# MEDIO FÍSICO > Ríos >  El 80 por ciento del agua de los ríos españoles va al mar

## FEDE

http://hispagua.cedex.es/documentacion/noticia/102652

*El 80 por ciento del agua de los ríos españoles va al mar*

Mar, 03/01/2012
La Razón
El presidente del Partido Popular en Andalucía, Javier Arenas, y su homólogo de la Región de Murcia, Ramón Luis Valcárcel, señalaron ayer en Almería que la política de agua «siempre será una prioridad» para ambos, de forma que el líder andaluz manifestó que «Valcárcel y yo lo que nunca podremos aceptar es que el agua que se tira al mar no la podamos aprovechar en Murcia, Andalucía o la Comunidad Valenciana» . 

Preguntados en rueda de prensa por si tienen intención de recuperar el Plan Hidrológico Nacional, ambos dirigentes coincidieron en que la prioridad del Gobierno central pasa por enfrentar la crisis económica, si bien señaló la importancia de desarrollar políticas de agua que ya figuraban en el programa electoral del PP y que son un «compromiso» del partido. 

Así, Valcárcel señaló que hay «muchísima gente» interesada en «arreglar cuanto antes el problema del déficit» hídrico que sufre la Cuenca del Segura y que afecta, según explicó, tanto a la Región de Murcia, como a Alicante y Almería. Así, señaló que de 110.000 hectómetros cúbicos de agua que discurren por los ríos españoles, se consumen sólo 21.000. 

«No pasa nada porque pongamos 1.000 hectómetros cúbicos en valor, que no se va a ir al mar», expresó el presidente murciano, quien ve un buen uso de esa agua en la repercusión que posteriormente la agricultura de regadío tiene en el PIB nacional. En esta línea, Arenas también recordó que la «solidaridad» es un «elemento clave» en la política de agua. Valcárcel, quien también apuntó a «otras muchas posibilidades para poder conjugar los derechos del agua» además del trasvase, manifestó pese a todo que durante la legislatura se abordará esta cuestión, pero que «hoy toca lo que toca» en relación a las primeras medidas gubernamentales destinadas a la economía. De esta manera, tanto Valcárcel como Arenas unieron ayer de forma pública esfuerzos para establecer un frente común que engloble a todo el Levante español en la defensa de la existencia de un acuerdo nacional sobre agua. Es por esto, que el presidente murciano y su compañero andaluz se unieron en la petición de que los esfuerzos por solucionar la situación de sequía que azota a algunas zonas de España comparta protagonismo en la presente legislatura con la adopción de medidas orientadas al logro de un crecimiento económico que permita superar en el menor tiempo posible la actual crisis que asola España en general y Murcia en particular. Es por esto que Valcárcel defendió que la economía y el agua deben ser los ejes principales sobre los que pivote el Gobierno presidido por Mariano Rajoy, ya que, a juicio del presidente murciano, representan dos prioridades que pueden servir para solventar en el futuro problemas de índole social y laboral. No en vano, dentro de la Comunidad cada gota de agua se aprovecha y convierte en fuente de trabajo para miles de murcianos que encuentran en el terreno de la agricultura la manera de ganarse la vida y labrarse un porvenir.

----------


## Comizo

Jo, qué manía con lo de que el agua se tira al mar.

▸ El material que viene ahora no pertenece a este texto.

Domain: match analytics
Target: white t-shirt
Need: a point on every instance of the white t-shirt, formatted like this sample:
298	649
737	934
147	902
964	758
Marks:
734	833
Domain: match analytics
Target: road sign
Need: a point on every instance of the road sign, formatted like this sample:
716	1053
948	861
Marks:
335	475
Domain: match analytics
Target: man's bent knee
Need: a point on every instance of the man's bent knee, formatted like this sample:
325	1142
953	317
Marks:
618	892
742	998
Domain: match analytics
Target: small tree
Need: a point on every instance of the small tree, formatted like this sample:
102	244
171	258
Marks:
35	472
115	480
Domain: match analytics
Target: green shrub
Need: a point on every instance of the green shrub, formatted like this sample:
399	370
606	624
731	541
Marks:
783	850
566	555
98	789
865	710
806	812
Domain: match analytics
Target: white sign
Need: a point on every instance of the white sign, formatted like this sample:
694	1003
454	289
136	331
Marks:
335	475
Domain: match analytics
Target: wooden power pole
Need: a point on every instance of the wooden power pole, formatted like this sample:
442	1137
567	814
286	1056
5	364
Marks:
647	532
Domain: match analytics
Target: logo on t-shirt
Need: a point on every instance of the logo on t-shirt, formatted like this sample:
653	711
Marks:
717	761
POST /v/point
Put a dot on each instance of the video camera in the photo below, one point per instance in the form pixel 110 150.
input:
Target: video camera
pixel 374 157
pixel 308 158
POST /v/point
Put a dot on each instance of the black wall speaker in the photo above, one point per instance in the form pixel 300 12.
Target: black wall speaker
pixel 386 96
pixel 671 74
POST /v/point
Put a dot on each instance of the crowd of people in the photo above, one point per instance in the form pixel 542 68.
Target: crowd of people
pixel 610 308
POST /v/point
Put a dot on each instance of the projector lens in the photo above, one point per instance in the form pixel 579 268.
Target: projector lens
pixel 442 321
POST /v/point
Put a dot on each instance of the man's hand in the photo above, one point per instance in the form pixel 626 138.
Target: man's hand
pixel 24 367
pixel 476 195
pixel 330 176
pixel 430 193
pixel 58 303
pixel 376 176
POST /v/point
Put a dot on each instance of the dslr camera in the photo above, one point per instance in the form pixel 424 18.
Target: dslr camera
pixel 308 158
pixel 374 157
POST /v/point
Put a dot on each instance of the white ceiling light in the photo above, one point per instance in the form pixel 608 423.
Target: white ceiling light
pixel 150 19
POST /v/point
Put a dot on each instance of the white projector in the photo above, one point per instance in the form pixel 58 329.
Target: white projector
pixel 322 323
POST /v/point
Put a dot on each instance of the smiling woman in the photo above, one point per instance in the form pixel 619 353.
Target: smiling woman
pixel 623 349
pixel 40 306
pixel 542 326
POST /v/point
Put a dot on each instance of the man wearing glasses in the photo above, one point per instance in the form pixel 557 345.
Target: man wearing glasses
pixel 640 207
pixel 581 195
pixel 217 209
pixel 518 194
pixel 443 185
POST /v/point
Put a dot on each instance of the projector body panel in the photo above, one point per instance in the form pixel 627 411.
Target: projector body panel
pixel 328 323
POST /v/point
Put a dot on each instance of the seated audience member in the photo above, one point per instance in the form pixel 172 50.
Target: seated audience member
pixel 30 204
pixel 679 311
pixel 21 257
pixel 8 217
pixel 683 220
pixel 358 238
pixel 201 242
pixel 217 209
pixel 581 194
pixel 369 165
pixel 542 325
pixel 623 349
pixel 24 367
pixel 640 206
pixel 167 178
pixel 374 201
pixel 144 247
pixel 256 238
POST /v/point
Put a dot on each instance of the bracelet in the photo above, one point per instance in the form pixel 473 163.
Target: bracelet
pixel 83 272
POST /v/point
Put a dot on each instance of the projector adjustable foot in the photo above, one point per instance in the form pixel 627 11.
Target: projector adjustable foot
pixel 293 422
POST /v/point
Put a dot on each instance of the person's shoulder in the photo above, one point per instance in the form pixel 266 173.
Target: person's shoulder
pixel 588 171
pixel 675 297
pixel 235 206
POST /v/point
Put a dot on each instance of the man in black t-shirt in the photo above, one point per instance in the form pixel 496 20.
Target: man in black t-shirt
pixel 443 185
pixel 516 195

Ya no merece la pena ni comentarlo.

Solamente decir que éstas navidades mi cuñado (cargo en la zona de Almería y proclive a entubar el agua de España entera y llevarla allí), hablando del tema con él y emperrado en hacer mil trasvases, cuando comentamos de producción agrícola estaba indignado porque  el precio del tomate, pepino, etc... estaba por los suelos en orígen y han tenido que tirar no sé cuantas cientos de miles de toneladas.

 Cuando le dije que si había tanta sobreproducción, por qué narices querían aún sacar más, no me supo qué contestar y pasó a hablar de Cristiano Ronaldo.

Tócate las narices.

----------


## embalses al 100%

> Jo, qué manía con lo de que el agua se tira al mar.
> 
> Ya no merece la pena ni comentarlo.
> 
> Solamente decir que éstas navidades mi cuñado (cargo en la zona de Almería y proclive a entubar el agua de España entera y llevarla allí), hablando del tema con él y emperrado en hacer mil trasvases, cuando comentamos de producción agrícola estaba indignado porque  el precio del tomate, pepino, etc... estaba por los suelos en orígen y han tenido que tirar no sé cuantas cientos de miles de toneladas.
> 
>  Cuando le dije que si había tanta sobreproducción, por qué narices querían aún sacar más, no me supo qué contestar y pasó a hablar de Cristiano Ronaldo.
> 
> Tócate las narices.


Pero se tuvieron que tirar por lo de la llamada "Crisis del Pepino", lo de la bacteria ese, la E-coli.
Y con lo del agua, es lo mismo de siempre...

----------


## ben-amar

¡ya estan estos con los mismo de siempre!

Arenas ya esta pensando en enviar el agua del Gualdalquivir hacia Murcia. El famoso trasvase del Guadalquivir.
Para evitar esto se queria la gestion de la cuenca.

----------


## Comizo

> Pero se tuvieron que tirar por lo de la llamada "Crisis del Pepino", lo de la bacteria ese, la E-coli.
> Y con lo del agua, es lo mismo de siempre...


 Me he tenido que reir con lo de la crisis del pepino. Porque la crisis de la deuda soberana, la del euro, etc.. vale. Pero la del pepino ya es pá morirse, ja,ja,ja

Sí, pero los tomates no han sufrido ninguna crisis y ya llevan mucho tiempo tirando material, y más van a tirar, porque muchos empresarios agrícolas andaluces y murcianos ya están produciendo en Marruecos.

----------


## sergi1907

> ¡ya estan estos con los mismo de siempre!
> 
> Arenas ya esta pensando en enviar el agua del Gualdalquivir hacia Murcia. El famoso trasvase del Guadalquivir.
> Para evitar esto se queria la gestion de la cuenca.


Y gracias a ellos pronto volveremos a ver a toda España enfrentada por el tema del agua.

----------


## embalses al 100%

> ¡ya estan estos con los mismo de siempre!
> 
> Arenas ya esta pensando en enviar el agua del Gualdalquivir hacia Murcia. El famoso trasvase del Guadalquivir.
> Para evitar esto se queria la gestion de la cuenca.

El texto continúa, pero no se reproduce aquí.